TS Wisła Kraków SA

Zapowiedź 6. kolejki PKO Bank Polski Ekstraklasy

3 lata temu | 27.08.2021, 16:12
Zapowiedź 6. kolejki PKO Bank Polski Ekstraklasy

Zapowiedź ligowych rozgrywek.

Lechia Gdańsk – Radomiak Radom (sobota 28.08.2021, godzina 15.00)

Podopieczni Piotra Stokowca po przegranej 0:2 z Lechem tracą do niego pięć punktów i mają punkt przewagi nad pięcioma zespołami z reszty stawki. W tym gronie znajduje się rewelacyjnie spisujący się jak dotąd Radomiak, który w czterech meczach uzbierał siedem oczek i wciąż ma do rozegrania zaległe spotkanie. Beniaminek, po przegranej z Nafciarzami, dobrze przepracował dwutygodniową przerwę, by następnie pokonać Wartę Poznań. Sternik zespołu z Radomia – Dariusz Banasik – przekonuje, że z gdańszczanami grają o trzy punkty: „Lechia to dla nas rywal znany. Byliśmy wspólnie na obozie, wygraliśmy z nią 2:0 mecz kontrolny. Na odprawie pojawią się z niego fragmenty. Ciężko przewidzieć, jaki będzie scenariusz meczu w lidze. Na pewno nie ograniczymy się do defensywy. Lechia jest do pokonania”. Z kolei Piotr Stokowiec o sobotnim rywalu Lechii wypowiadał się w samych superlatywach: „Radomiak to przykład klubu, który buduje swoją markę, a przy tym już zbudował silną drużynę. Przestrzegam przed lekceważeniem. To drużyna z krwi i kości, gra się z nią trudno. Musimy wspiąć się na wyżyny, żeby wygrać.”

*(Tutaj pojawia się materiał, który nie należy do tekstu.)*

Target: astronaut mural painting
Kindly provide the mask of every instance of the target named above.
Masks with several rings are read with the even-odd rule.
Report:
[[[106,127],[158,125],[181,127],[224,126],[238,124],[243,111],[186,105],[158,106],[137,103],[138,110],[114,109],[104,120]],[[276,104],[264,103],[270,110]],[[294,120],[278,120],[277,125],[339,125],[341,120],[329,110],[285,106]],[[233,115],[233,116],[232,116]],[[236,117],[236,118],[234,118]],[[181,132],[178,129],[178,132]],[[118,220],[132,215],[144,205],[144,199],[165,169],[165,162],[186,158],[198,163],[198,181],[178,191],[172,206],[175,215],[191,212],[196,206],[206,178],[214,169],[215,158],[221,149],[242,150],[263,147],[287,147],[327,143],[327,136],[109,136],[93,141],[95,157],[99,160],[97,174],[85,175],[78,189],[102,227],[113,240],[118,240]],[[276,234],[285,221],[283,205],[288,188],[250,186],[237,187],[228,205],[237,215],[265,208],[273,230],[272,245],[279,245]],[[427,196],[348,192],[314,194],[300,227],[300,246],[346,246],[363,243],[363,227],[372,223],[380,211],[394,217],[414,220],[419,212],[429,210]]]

Lech Poznań – Pogoń Szczecin (sobota 28.08.2021, godzina 17.30)

Lider z Poznania jak na razie jest nie do zatrzymania. Podopieczni Macieja Skorży wygrali już czwarty mecz z rzędu, strzelając przy tym dziesięć bramek i tracąc zaledwie dwa gole. Duma Wielkopolski ma na swoim koncie trzynaście punktów i podobnie jak Śląsk Wrocław w tym sezonie nie poczuła jeszcze goryczy przegranej. Przyjezdni ze Szczecina mają zamiar przerwać zwycięską passę Kolejorza i wywieźć ze stolicy Wielkopolski komplet punktów, dzięki czemu sami mogliby zasiąść na fotelu lidera. Pomóc w tym zadaniu ma nowy nabytek Portowców, a przy okazji najbardziej nieoczekiwany i spektakularny ruch tego okienka transferowego – Kamil Grosicki. Dużo wskazuje na to, że Turbo-Grosik otrzyma pierwsze minuty właśnie w Poznaniu, za czym przemawiały wypowiedzi Kosty Runjaicia po wygranej nad Stalą Mielec (4:1). O ile u siebie trzeci zespół poprzedniego sezonu wygrywa wszystko, to nie radzi sobie najlepiej na wyjazdach – najpierw zremisował 1:1 z grającą w dziesiątkę Wartą Poznań, a później przegrał 0:2 z Zagłębiem Lubin). Przyjezdni dobrze jednak pamiętają i długo będą wspominać ostatnią delegację na Bułgarską, kiedy to pokonali Lecha 4:0. Poznańska Lokomotywa ma szansę odjechać bezpośrednim rywalom na sześć punktów, a przy okazji zrewanżować się za zeszłoroczną przegraną na własnym terenie. W sobotę w Poznaniu czeka nas jeden z hitów kolejki!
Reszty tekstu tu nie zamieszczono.